The last question (who will pay) is affected by past policy choices – particularly the privatisation of state-owned generation assets, and subsequent market regulation.

Read more: Up to 90% of electricity from solar and wind the cheapest option by 2030: CSIRO analysis[5]

Loy Yang A, along with Victoria’s other coal and gas generators, was built in the 1980s by a government corporation and sold off in the late 1990s by the Kennett government. AGL bought a one-third share in 2004, and became the sole owner in 2012.

Since 1998 (the start of the National Electricity Market), I estimate Loy Yang A has produced earnings before interest, depreciation and amortisation (EBITDA) - a widely accepted measure of profit used by economists - of $10 billion.

I’ve calculated this using on market revenues and cost information published by the Australian Energy Market Operator. Over the same period, the power station has produced about 486 million tonnes of carbon emissions (about equal to Australia’s annual total).

For all four of the Victoria’s brown-coal generators privatised in the 1990s – Loy Yang A and B, Hazelwood and Yallourn – I estimate a total EBITDA of $23 billion on revenues of $62 billon, since 1998.

Victoria's Hazelwood coal-fired power station was demolished in May 2020.
Victoria’s Hazelwood Power Station was demolished in May 2020. James Ross/AAP

This is a 38% profit margin – an extraordinary return for shareholders from assets developed by a government corporation, and which required no great innovation or brilliance to operate.

Where did all the money go?

This $23 billion is also more than the proceeds of the privatisation of the four power stations once owned by the State Electricity Commission of Victoria.

Now AGL says the full cost of decarbonising electricity supply to its customers is $20 billion. Investment analyst UBS reckons AGL can only afford $2 billion[6]) without harming shareholder value (profitability). By implication, the other $18 billion will need to be found elsewhere.

Privatisation of Victoria’s electricity assets delivered what was thought of at the time as handsome rewards[7] for taxpayers.

But it turns out it’s the shareholders who come out far ahead. And they pocketed their profits instead of ploughing them back into cleaner alternatives.

They might argue that ploughing their profits back into new renewable generation would have threatened the health of their golden geese. This is evidence of a broken market. The coal generators felt no pressure to reinvest because they were confident that others could not threaten their rivers of cash.

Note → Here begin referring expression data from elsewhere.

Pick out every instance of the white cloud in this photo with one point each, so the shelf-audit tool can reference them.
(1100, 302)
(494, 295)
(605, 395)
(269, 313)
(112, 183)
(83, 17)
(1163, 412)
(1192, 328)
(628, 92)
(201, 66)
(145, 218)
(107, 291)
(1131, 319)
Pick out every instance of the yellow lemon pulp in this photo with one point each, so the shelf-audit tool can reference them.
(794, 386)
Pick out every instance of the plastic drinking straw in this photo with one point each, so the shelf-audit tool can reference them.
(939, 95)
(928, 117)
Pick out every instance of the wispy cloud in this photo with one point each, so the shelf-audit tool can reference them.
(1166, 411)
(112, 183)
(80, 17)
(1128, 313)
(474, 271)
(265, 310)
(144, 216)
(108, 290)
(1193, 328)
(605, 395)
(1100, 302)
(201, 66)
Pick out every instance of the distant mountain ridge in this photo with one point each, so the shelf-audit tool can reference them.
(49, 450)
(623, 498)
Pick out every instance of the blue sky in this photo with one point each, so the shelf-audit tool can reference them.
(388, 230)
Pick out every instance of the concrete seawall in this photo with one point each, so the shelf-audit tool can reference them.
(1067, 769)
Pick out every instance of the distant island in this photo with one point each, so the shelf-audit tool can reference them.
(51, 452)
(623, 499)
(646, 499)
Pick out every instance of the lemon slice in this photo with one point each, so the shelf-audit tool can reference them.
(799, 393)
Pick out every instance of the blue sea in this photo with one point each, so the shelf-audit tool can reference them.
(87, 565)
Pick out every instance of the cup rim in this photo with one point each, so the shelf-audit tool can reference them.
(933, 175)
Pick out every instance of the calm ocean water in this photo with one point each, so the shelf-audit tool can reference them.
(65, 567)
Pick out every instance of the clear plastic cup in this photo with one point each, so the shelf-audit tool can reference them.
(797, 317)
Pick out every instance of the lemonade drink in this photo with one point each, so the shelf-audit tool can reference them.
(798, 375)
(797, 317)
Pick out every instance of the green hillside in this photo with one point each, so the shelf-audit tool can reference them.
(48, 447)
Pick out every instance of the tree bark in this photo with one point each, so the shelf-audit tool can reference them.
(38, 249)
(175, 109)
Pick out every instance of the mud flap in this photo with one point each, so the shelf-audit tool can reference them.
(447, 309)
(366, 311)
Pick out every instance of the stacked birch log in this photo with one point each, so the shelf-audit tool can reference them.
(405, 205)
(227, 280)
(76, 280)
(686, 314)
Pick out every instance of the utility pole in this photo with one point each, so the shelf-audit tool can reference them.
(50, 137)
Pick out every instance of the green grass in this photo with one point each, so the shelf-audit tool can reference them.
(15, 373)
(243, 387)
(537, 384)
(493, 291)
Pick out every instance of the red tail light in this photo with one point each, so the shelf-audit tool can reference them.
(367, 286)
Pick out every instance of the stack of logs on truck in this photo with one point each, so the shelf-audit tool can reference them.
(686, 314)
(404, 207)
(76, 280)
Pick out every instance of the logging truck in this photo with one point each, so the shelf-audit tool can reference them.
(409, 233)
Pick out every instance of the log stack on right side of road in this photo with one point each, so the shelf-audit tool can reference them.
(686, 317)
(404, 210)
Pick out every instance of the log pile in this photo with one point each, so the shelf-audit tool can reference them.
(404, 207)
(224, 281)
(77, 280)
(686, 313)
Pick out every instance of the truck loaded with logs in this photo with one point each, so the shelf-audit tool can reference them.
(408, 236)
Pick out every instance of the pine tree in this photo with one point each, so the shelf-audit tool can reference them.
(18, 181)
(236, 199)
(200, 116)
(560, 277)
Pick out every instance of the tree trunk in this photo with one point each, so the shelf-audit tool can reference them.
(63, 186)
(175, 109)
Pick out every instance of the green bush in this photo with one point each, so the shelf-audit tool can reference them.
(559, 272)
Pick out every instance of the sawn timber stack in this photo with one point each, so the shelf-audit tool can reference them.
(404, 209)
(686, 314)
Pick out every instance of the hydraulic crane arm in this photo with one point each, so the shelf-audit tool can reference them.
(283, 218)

This is not to say government ownership is necessarily better. Private capital in energy production is valuable, not least because there are many other demands on the public purse. When markets work in the interests of customers, they stimulate innovation and efficiency.

But the efficient use of private capital requires effective competition.

What went wrong? There are various views on this. I nominate competition policy that permitted excessive market concentration. There was insufficient competitive tension to check investors’ avarice. Often gullible and ideological regulators made matters worse.

Read more: How did Victoria cut emissions by almost 30% - while still running mostly on coal?[8]

As we begin the new era, these policy and regulatory failures must not be repeated. If public confidence in private investment in energy supply is to be restored, new ways of harnessing private capital must be found.

This might mean big changes from the way things have worked for the past two decades. Policy-makers should be mindful to ensure the owners of the coal generators do not get a second bite of the cherry.

Authors: Bruce Mountain, Director, Victoria Energy Policy Centre, Victoria University

Read more https://theconversation.com/the-end-of-coal-fired-power-is-in-sight-even-with-private-interests-holding-out-191951

The 95 Per Cent Failure Rate Is Not An AI Problem

Most Australian SMEs I speak with are already having a go at AI. Some are running formal pilots, others have a team member quietly experimenting o...

New AR tech helping to solve field service skills crisis

AI-enabled augmented reality (AR) smart glasses are emerging as a new practical solution to fill a shortage of field service technicians maintaini...

For Midsize Companies, Global Payroll Systems Matter More to Business-Security Than You Think

When a midsize company expands across borders, its payroll operation becomes exponentially more complex. These organisations typically face a new ...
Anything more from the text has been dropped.